Piano, who designed the current rebuild of the San Francisco Academy of Sciences, has been in talks with David Choo, president of San Francisco-based California Mortgage and Realty, over designing an 850-foot building for the northwest corner of Mission and First streets — adjacent to the Transbay Terminal.

The company has been purchasing parcels in this area, with a most recent purchase of 51 First St. for $25 million.

Supervisor Chris Daly mentioned Piano’s interest in designing the tower during a Transbay Joint Powers Authority board meeting, when its five members supported moving forward with the $1 billion Transbay Terminal rebuild despite still needing $2 billion to bring high-speed rail to the terminal.

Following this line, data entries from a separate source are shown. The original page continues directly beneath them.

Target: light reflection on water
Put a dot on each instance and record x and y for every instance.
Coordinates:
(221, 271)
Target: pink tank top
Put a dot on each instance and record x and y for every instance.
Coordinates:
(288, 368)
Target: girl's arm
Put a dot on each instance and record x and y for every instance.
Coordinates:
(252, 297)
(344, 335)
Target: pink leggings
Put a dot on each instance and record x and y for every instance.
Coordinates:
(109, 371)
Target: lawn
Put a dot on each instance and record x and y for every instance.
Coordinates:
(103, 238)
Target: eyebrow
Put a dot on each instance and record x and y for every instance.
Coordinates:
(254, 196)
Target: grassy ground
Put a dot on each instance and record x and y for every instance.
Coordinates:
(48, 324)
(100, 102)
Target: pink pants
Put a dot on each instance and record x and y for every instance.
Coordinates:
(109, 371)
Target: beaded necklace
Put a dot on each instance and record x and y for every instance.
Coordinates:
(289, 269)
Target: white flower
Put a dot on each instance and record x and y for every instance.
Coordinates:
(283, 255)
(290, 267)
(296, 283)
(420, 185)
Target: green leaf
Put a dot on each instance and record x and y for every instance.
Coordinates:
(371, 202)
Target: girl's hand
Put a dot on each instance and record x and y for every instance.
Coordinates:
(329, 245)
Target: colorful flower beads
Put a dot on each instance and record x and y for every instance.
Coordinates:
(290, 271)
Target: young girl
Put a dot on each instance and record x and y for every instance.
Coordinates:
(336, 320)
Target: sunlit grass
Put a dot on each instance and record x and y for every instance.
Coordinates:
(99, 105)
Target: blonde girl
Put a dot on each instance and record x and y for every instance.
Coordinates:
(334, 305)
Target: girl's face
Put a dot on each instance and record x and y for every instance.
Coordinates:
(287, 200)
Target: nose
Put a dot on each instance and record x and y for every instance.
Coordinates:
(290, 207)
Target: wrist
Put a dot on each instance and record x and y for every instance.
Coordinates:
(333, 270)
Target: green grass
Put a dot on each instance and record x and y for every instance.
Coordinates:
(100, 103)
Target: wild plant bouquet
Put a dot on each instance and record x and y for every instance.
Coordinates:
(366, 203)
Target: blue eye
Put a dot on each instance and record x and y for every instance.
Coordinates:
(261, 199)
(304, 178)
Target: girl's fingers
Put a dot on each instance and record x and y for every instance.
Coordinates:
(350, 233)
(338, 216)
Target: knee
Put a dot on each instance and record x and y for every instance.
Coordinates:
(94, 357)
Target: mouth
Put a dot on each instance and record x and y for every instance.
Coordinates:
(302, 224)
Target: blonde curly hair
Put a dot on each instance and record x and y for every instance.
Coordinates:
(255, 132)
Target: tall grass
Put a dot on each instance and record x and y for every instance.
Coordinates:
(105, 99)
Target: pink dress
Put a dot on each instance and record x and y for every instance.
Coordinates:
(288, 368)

The approval paves the way for one of the largest public works projects in The City’s history, one which will revolutionize the face of transportation in the Bay Area by putting regional buses, Muni, BART and Caltrain under one roof.

Daly said the unanimous vote Friday morning put the $4 billion Transbay Terminal redevelopment project “back on track.” The board is optimistic that if it moves forward with the terminal the needed $2 billion will follow for high-speed rail.

The board’s vote also supported building a 1,000-foot tower near the transit terminal and kicked off an international competition to design both the terminal and the tower.

The high heights were recommended by The City’s Planning Department as a means to generate much-needed revenue for the project and to improve the 40-acre redevelopment area surrounding the Transbay Terminal.

In addition to the transit tower, the department also recommended a tower of at least 850 feet on the mortgage company’s site and another tower of similar height on a publicly-owned parcel at Howard Street between First and Second streets.